Fernando González Urbaneja | Pedro Sánchez’s new government follows the model of the previous one: on the one hand a coalition government with five portfolios from the minority group and 17 under the discipline of the president, including four described as independents, although very close to the PSOE and Sánchez. The 22 members of the cabinet belong to six parties (PSOE, PSC, Sumar, Comunes, Izquierda Unida and Más País). But all of them are loyal to the president, as could not be otherwise. It is a government of continuity with respect to the previous one, although with nine new faces and as many changes in the composition of the ministries that will require a process of landing and adjustment that will take several months. So a new-old government.
The architecture of the cabinet maintains the traditional structure of a government with several top-level ministries to which new competencies are annexed: Economy, Foreign Affairs, Interior, Defence, Finance, Labour, Ecological Transition, and Agriculture remain in their traditional structure, with the only novelty being that the head of Finance attains the rank of vice-president. The novelty is that the Presidency is joined by Justice and Relations with the Cortes (three in one), which responds to the extraordinary power of Félix Bolaños, who has become a political super-minister and the president’s right-hand man, without the rank of nominal vice-president, but with the powers of an effective first vice-president.
Downstream, the intertwining of competences between one ministry and another is the most frequent occurrence, with the inevitable bewilderment of civil servants and offices until the new organisation is integrated. Health remains the same, with few competencies and functions. A new Ministry of Youth and Children appears, separated from Social Affairs, which is compensated by Consumer Affairs; Equality is maintained, although with a change in the entire leadership group, which is now under socialist discipline as opposed to the former “podemita”, which loses all its power after being evicted from this ministry and from the government itself. Sports is detached from Culture (ceded to Sumar) to remain in socialist hands, integrated into Education. The old Ministry of Public Works, which has undergone several nominations over the years, is split into a Ministry of Transport and a Ministry of Housing, to which two ministers with no prior knowledge of the subject have been appointed. It will take them a few months to learn the subject, or perhaps they will move on without ever understanding it.

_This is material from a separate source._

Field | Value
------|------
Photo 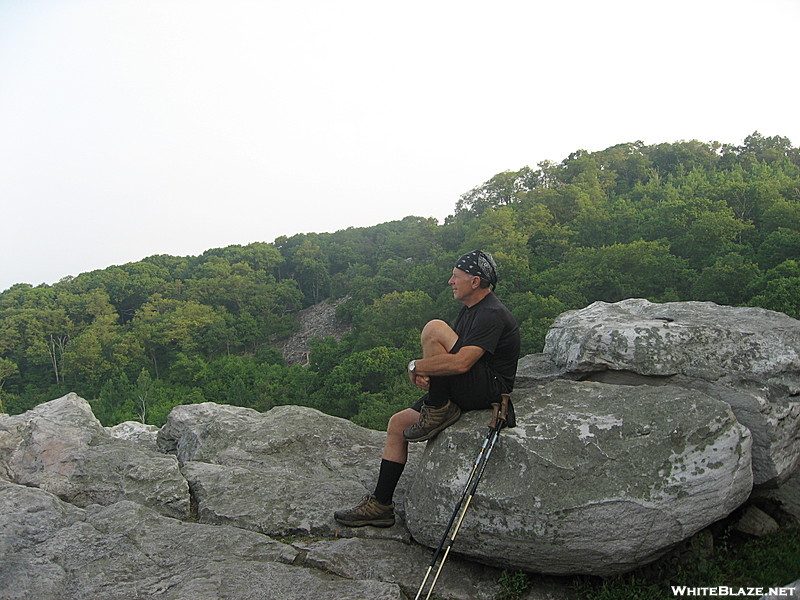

Two ministries of a technical nature change hands, and it is advisable to arrive at them with a good knowledge of the subject: Industry and Tourism, and Social Security and Immigration. The former is to be headed by a person with a PSC quota and a profile suited to employment, albeit distant from it. For Social Security, a person arrives who is unfamiliar with the subject and who will have to get up to speed with the complexity of the matter.
An unknown quantity is the task entrusted to José Luis Escrivá, separated from Economy, and about which there is nothing described, as on the one hand it sounds like a waiting period while the fate of Vice-President Calviño is resolved, and on the other it sounds like nothing at all. Social Affairs loses a person who knows the matter (Nacho Álvarez) due to the capricious tensions of Podemos, to be entrusted to a young politician with no experience in the matter who will also take a few months to find out about it.
Education, Science and Universities are left in the hands of two ministers who have nothing to do with these subjects, both of whom are in the same cabinet with renewed competences that will require a few months of landing.
In short, a new-old government typical of Sanchezism with many components, all of them replaceable as the legislature evolves. The fundamental task of the government is written in the investiture pacts that go through the old ministers and fundamentally through the president.
In the end, the Gospel maxim from Matthew’s Gospel is useful: Jesus said in the Sermon on the Mount: “By their deeds you will know them”.